A land trust is a pass-through entity that becomes the owner of a specific property. For this exercise we will only discuss the ownership of real property, specifically real estate. These documents are much hated by Realtors, lawyers, lenders and municipal governments to mention a few, but loved by real estate investors who understand them.
A land trust is a simple document which becomes the controlling or holding vehicle of a specific property. Its life span is limited to the term imposed in its internal clauses and extinguishes itself if the property is sold. Essentially, one property in, same property out and poof, the trust no longer exists!
The trustee of the trust administers the day-to-day financial dealings of the trust, but the owners are called the Beneficiaries. The trustee may or may not be the trustee. The trustee must be an individual; the beneficiaries can be individuals, partnerships, corporations, LLCs or other different type entities.

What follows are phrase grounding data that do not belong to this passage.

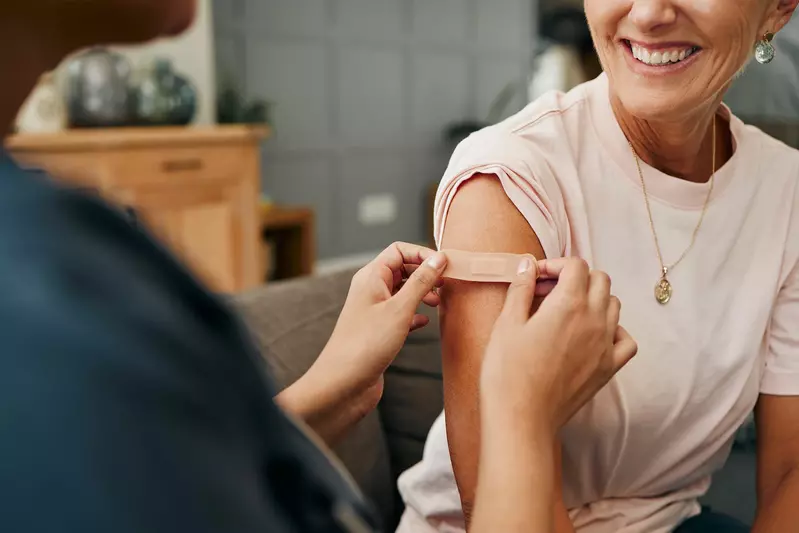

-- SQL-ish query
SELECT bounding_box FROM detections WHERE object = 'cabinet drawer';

[106,146,250,187]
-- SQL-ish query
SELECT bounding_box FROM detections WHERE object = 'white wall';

[16,0,217,130]
[117,0,216,125]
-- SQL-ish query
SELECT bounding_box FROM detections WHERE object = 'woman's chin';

[614,89,700,123]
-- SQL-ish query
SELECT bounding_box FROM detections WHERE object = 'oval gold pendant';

[655,277,672,305]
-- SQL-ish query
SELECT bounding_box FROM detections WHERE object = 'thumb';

[395,252,448,312]
[612,326,638,370]
[499,256,538,323]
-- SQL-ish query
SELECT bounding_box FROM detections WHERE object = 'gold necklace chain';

[628,116,716,305]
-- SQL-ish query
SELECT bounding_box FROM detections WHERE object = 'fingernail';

[426,252,446,270]
[517,257,533,275]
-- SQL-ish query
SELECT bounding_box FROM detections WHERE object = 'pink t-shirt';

[397,73,799,533]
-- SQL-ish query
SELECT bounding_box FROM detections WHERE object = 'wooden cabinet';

[5,126,268,293]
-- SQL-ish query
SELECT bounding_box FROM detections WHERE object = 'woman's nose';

[628,0,678,33]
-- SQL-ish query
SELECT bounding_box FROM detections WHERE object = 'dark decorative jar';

[131,59,197,126]
[64,47,132,128]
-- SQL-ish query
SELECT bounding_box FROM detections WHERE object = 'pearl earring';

[755,32,776,64]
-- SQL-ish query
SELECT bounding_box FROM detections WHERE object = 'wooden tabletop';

[5,125,271,153]
[261,204,315,230]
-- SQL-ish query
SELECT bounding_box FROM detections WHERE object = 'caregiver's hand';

[471,258,637,533]
[482,257,638,430]
[277,242,447,445]
[318,242,448,395]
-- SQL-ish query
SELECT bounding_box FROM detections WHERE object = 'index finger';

[537,257,590,295]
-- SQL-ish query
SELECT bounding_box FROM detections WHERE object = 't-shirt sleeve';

[433,127,569,259]
[761,258,799,395]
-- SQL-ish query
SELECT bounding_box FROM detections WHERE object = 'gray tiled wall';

[213,0,535,258]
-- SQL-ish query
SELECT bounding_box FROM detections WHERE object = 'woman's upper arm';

[755,395,799,501]
[757,255,799,501]
[438,174,545,518]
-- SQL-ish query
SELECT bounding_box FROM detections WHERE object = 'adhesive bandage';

[441,249,538,283]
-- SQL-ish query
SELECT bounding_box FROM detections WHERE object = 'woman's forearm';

[753,467,799,532]
[471,399,557,533]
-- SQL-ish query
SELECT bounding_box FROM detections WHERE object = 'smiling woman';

[397,1,799,533]
[0,2,639,533]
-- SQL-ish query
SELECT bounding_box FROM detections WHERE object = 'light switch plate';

[358,194,397,226]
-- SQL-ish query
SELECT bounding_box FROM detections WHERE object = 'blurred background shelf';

[6,125,267,294]
[261,204,315,282]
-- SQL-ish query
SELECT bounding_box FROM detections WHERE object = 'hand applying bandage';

[277,242,447,445]
[471,257,638,533]
[482,257,637,427]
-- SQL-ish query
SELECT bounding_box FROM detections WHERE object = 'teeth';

[631,43,696,66]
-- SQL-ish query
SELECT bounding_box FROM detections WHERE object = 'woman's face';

[585,0,792,120]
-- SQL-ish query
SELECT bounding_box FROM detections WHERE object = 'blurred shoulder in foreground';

[0,152,373,533]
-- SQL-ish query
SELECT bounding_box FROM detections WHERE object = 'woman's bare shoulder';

[441,175,543,257]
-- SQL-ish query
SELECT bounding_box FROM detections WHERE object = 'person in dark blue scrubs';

[0,2,637,532]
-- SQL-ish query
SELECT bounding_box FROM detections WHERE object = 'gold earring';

[755,32,776,64]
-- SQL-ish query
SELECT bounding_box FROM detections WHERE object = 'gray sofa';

[233,268,444,528]
[232,268,757,530]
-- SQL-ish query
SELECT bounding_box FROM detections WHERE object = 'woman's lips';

[620,39,702,74]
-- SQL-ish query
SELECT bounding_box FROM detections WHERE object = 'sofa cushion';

[231,270,395,524]
[380,301,445,526]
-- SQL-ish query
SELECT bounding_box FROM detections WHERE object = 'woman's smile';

[620,38,702,75]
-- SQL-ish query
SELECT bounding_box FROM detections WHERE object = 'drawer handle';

[162,158,204,172]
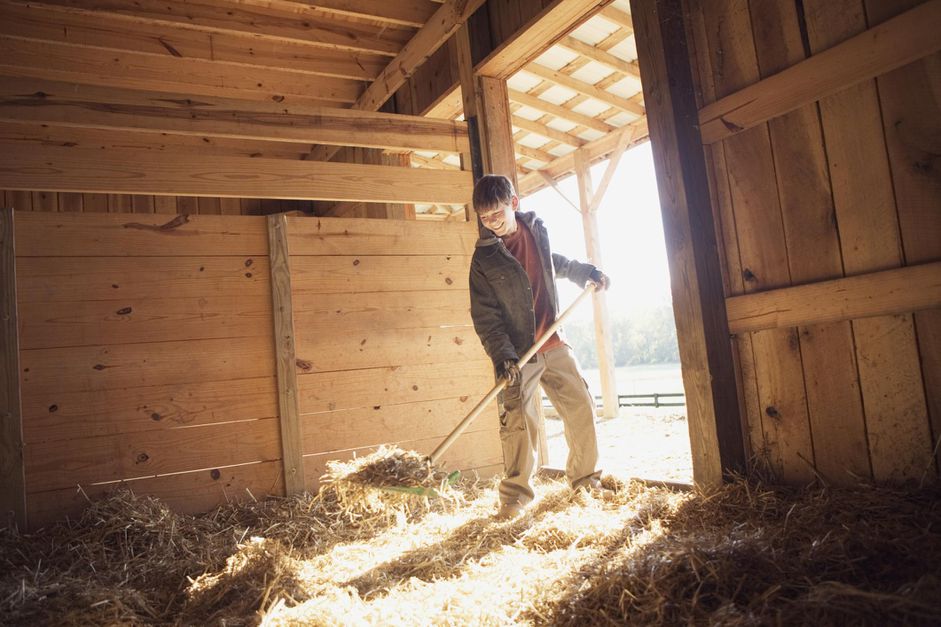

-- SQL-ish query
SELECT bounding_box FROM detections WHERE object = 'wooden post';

[266,214,306,496]
[631,0,746,486]
[574,150,619,419]
[0,208,26,529]
[477,76,519,189]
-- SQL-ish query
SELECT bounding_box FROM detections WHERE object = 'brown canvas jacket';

[468,210,596,367]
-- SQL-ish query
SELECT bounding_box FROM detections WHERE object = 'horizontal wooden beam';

[524,62,646,116]
[557,36,642,79]
[0,1,386,81]
[0,143,474,204]
[235,0,436,28]
[699,0,941,144]
[0,35,357,106]
[353,0,486,112]
[30,0,410,56]
[478,0,611,79]
[518,120,648,195]
[508,88,616,133]
[0,78,469,153]
[512,114,586,147]
[598,5,634,32]
[516,143,559,164]
[726,262,941,334]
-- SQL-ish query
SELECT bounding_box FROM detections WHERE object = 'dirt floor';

[545,408,693,484]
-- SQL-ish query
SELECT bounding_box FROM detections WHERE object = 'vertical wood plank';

[219,198,242,215]
[198,197,222,215]
[177,196,199,215]
[804,0,932,482]
[241,198,263,216]
[703,0,815,484]
[631,0,746,486]
[131,195,155,214]
[574,150,618,419]
[0,208,26,529]
[58,193,84,213]
[478,76,518,188]
[750,0,870,483]
[31,191,57,212]
[267,214,305,496]
[153,195,179,214]
[107,194,133,213]
[82,193,108,213]
[866,0,941,479]
[9,192,32,212]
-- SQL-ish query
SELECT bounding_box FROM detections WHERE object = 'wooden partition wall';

[2,211,497,529]
[672,0,941,485]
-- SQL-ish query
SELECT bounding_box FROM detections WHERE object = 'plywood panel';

[27,460,284,528]
[18,294,273,349]
[17,256,268,302]
[14,212,268,257]
[20,337,275,394]
[303,427,502,491]
[290,255,470,294]
[25,417,282,492]
[22,376,278,444]
[303,397,498,455]
[298,360,494,414]
[286,216,476,256]
[805,0,932,482]
[294,291,471,335]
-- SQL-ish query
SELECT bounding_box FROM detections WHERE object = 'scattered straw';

[2,464,939,626]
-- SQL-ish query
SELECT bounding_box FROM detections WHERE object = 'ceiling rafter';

[524,62,645,116]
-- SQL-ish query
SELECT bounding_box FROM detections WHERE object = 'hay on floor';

[2,469,939,626]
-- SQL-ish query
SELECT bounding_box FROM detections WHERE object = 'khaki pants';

[497,345,601,506]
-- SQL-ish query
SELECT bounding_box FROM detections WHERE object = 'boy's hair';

[472,175,515,212]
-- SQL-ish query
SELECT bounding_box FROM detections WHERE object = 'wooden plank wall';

[0,190,312,216]
[685,0,940,485]
[284,216,503,486]
[13,212,281,527]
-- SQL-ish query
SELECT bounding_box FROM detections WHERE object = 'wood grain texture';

[25,417,282,493]
[0,143,474,204]
[267,214,305,495]
[727,262,941,333]
[0,208,26,529]
[20,337,275,394]
[27,459,284,528]
[286,216,476,256]
[805,0,932,483]
[21,376,278,444]
[699,0,941,143]
[866,0,941,479]
[631,0,745,486]
[293,290,471,334]
[13,212,268,257]
[289,255,470,294]
[298,360,494,415]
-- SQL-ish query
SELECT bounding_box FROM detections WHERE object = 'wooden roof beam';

[599,6,634,32]
[0,142,474,204]
[512,115,586,148]
[508,88,616,133]
[524,62,645,116]
[558,36,642,79]
[0,78,469,154]
[516,143,559,164]
[244,0,437,29]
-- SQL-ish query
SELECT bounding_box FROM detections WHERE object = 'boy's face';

[477,195,519,237]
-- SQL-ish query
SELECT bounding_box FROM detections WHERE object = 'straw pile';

[2,462,939,626]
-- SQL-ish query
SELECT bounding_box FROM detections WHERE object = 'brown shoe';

[581,477,616,501]
[494,502,525,520]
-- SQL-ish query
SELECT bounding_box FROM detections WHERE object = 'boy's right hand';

[498,360,521,386]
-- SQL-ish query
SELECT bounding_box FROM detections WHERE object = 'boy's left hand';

[588,269,611,291]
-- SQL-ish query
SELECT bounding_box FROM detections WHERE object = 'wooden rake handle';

[428,284,597,465]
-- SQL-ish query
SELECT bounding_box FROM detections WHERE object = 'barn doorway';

[523,142,693,484]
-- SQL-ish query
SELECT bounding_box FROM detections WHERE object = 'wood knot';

[116,307,132,315]
[210,469,221,480]
[136,452,150,464]
[295,358,313,371]
[93,364,106,371]
[353,259,360,266]
[765,406,781,419]
[151,412,162,421]
[453,337,464,345]
[244,258,254,267]
[48,404,58,413]
[742,268,757,282]
[445,277,453,285]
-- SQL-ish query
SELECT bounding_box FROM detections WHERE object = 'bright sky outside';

[521,142,673,322]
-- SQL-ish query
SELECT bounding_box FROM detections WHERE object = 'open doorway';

[522,142,693,484]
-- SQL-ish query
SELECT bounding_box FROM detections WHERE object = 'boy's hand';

[588,268,611,291]
[498,360,521,386]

Trusts are hated by lawyers because they don’t make as much money on them as they do with LLCs or corporations and they are most commonly used to convey property by transfer of the beneficial interest without doing a formal closing.
Realtors don’t understand land trusts and because of that, they tend to believe they are illegal. Because they are not taught about them in real estate schools and various state regulations can vary about the actual administration and legalities of them.
If a buyer of a property is a land trust, Realtors care less because a sale is a sale. If the seller of a property is a land trust, the closing agent must understand how they work or these deals can be harder to close.